Giocare a calcio è apparentemente abbastanza semplice: ti metti una maglietta e dei pantaloncini, allacci le scarpe e parti.
Ma è sempre così facile? Apparentemente no se sei una donna musulmana nera, come Iqra Ismail che lo sa fin troppo bene: “In un certo senso ho toccato tutti i canoni in termini di islamofobia, razzismo e anche molto sessismo; Sono dalla parte sbagliata di tutto ciò”.
“La più grande battaglia è stata sicuramente quella di una donna musulmana”, ha continuato la giovane di origini della Somalia che attualmente vive in Inghilterra, “Il calcio femminile sta crescendo, ma per essere onesti sta crescendo principalmente per la comunità bianca e per le persone che hanno più privilegi e posizione nella loro comunità e possono cavarsela un po ‘più essenzialmente. Come donna musulmana ci sono più restrizioni, più stereotipi – e non solo dalla mia stessa comunità ma anche dal resto del mondo”.

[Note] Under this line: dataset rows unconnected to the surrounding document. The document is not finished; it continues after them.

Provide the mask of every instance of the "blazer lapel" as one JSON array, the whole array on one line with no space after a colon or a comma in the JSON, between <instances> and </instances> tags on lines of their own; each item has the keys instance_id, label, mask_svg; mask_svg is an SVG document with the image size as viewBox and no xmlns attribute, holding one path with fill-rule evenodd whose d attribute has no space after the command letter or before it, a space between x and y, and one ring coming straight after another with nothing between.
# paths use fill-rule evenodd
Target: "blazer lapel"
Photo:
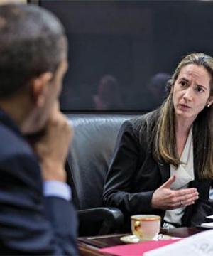
<instances>
[{"instance_id":1,"label":"blazer lapel","mask_svg":"<svg viewBox=\"0 0 213 256\"><path fill-rule=\"evenodd\" d=\"M165 163L158 163L163 184L170 176L170 166Z\"/></svg>"}]
</instances>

Per esempio, l’abbigliamento da gioco deve essere un po ‘diverso. Niente pantaloncini a causa della religione. Oppure il dover indossare un velo. Le braccia coperte.
Iqra Ismail ha fondato NUR, “Never Underestimate Resilience”, una squadra di calcio per donne etniche nere e minoritarie (BAME) a Londra.
Con il supporto delle sue amiche Amirah Jama e Badra Osman, l’idea di Ismail divenne presto una realtà. Dopo la prima sessione di allenamento era chiaro che NUR non era un semplice sogno irrealizzabile; aveva colpito un accordo nella comunità.
“Quando abbiamo avuto quella prima sessione il 21 giugno, è emerso davvero quanto il calcio è necessario”, ha detto Ismail, che ha il certificato di allenatore FA Level 1. “E ha continuato a crescere così. È iniziato con 15 ragazze, poi 18, 23 e 40. È cresciuto davvero in modo esponenziale e in un modo che non avrei mai pensato che avrebbe fatto. È un concetto folle per me credere che qualcosa di simile che era così palesemente necessario non fosse mai stato fornito prima”.
Il suo amore per il gioco ha preso piede in tenera età, in parte grazie a suo fratello, che è un grande fan del Chelsea e con il quale avrebbe guardato le partite insieme. Se qualcuno le avesse mai detto che non poteva giocare, la rendeva ancora più determinata a dimostrare che si sbagliavano.
Tuttavia, in un’era di social media, Ismail e le sue compagne di squadra sono state ancora sottoposte a ostilità su Instagram, Facebook e Twitter.
“Siamo un’unità, una squadra. Ci rappresentiamo e proteggiamo a vicenda. Queste sono solo persone dietro uno schermo, non significano molto e non sono le persone che possono dire qualcosa che conta”.
Per Ismail, che attualmente sta studiando per la sua laurea in sociologia e psicologia, è ora particolarmente importante che anche la prossima generazione possa beneficiare della NUR. Molte ragazze smettono di giocare a calcio intorno ai 15 e 16 anni perché i loro genitori vogliono che si concentrino sulla loro istruzione. Ricominciano a giocare quattro o cinque anni dopo, ma il gap è quello che Ismail vorrebbe colmare.
“Non puoi giocare. Dovresti essere in cucina” è una frase che si sente spesso.
“È davvero importante per le fasce di età più giovani, forse anche gli U-10, gli U-13, gli U-16, gli U-6 e gli U-8”, ha detto. “Devi creare questa idea di resilienza e passione per il gioco in giovane età. Voglio instillare presto l’idea e dire: “Sai cosa? Se il calcio è la tua passione, devi continuare”.